Log In  


How to reproduce

  • execute code:
print("a")
(nil or print)("b")
  • outputs:
A
runtime error line 1 tab 0
print("a")
attempt to call a number value
at line 1 (tab 0)

note that print("a") is correctly executed regardless of the error being reported on that line!

Workaround

print("a")
local fn=nil or print
fn("b")
3


It is same as print("a")(nil or print)("b").
See https://www.lua.org/manual/5.2/manual.html#3.3

another workaround:

print("a")
;(nil or print)("b")

A semicolon can be used to split ambiguous lines.


ah thanks - was not aware it was a known lua quirks!


Huh, this would have stymied me for an hour or more before I realized what the parser was doing, and why it has to be that way.

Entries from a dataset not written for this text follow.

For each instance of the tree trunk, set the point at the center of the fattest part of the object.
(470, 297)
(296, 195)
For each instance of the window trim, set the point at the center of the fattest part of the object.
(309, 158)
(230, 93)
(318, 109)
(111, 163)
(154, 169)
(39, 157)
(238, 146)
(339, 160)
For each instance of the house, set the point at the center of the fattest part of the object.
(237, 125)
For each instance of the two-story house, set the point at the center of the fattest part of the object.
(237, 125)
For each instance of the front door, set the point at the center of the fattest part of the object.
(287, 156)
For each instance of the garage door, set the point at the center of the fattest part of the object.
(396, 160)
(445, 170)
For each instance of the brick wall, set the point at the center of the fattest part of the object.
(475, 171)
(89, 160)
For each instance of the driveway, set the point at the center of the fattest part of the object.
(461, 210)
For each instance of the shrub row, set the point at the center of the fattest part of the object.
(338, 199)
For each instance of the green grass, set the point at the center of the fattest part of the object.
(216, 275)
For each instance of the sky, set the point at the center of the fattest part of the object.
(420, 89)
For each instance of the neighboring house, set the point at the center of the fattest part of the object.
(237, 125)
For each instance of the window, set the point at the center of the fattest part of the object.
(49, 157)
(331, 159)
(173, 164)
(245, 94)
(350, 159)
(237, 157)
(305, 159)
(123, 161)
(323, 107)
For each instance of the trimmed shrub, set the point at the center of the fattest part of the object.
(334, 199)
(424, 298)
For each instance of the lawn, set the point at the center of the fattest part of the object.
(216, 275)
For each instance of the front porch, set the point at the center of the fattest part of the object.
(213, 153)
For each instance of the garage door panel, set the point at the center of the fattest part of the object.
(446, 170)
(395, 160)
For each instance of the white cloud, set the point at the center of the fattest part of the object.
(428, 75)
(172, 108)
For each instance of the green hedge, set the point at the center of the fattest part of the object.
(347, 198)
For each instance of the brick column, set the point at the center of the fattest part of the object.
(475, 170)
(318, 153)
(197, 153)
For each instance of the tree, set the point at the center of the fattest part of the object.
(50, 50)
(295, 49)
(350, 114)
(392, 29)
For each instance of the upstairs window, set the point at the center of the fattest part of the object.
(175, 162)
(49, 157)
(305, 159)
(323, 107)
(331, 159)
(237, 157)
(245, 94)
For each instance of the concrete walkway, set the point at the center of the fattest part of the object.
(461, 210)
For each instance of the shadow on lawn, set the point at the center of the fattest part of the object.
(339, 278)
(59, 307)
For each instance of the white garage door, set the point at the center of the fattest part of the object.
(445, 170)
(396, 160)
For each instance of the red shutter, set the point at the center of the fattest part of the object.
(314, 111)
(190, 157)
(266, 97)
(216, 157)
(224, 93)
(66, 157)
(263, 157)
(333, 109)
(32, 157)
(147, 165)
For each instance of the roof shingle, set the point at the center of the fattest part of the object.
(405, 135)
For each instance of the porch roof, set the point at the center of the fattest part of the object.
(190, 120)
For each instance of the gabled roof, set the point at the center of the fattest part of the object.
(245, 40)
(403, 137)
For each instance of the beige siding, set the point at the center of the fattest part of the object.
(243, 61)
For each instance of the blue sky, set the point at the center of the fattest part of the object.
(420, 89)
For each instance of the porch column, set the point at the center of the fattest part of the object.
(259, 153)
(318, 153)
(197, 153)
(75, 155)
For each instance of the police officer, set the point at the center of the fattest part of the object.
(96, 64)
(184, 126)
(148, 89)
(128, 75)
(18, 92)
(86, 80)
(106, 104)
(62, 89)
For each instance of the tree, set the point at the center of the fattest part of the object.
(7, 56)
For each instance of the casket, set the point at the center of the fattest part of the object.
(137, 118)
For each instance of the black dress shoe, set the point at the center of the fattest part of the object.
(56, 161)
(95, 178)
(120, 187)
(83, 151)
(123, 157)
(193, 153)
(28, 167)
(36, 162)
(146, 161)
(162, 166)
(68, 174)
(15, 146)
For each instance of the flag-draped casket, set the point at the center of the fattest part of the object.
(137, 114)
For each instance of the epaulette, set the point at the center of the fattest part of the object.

Good to know.

This might be why C/C++ require you to dereference the function pointer... wait, is there a function reference in C++? I think it would have the same problem parsing similar code.

Oh wait, no, because C/C++ don't allow optional non-delimitation of statements.

But I bet there are other languages that might have the same problem.


@Felice
Not quite on topic, but something I'd rather not leave a misunderstanding on. I'm not aware of any version of C/C++ that requires you to dereference function pointers, at least not the basic pointer-to-function (as opposed to pointer-to-pointer-to-function?). It's recommended if you're not otherwise indicating to readers of your code, but the compiler can tell that a function pointer needs dereferencing based on the type. That said, I've only worked with so many versions, so C89 or original pre-ansi versions might have required it.


@kimiyoribaka
Oops, you're right. I was thinking of the weird way you have to deref method pointers.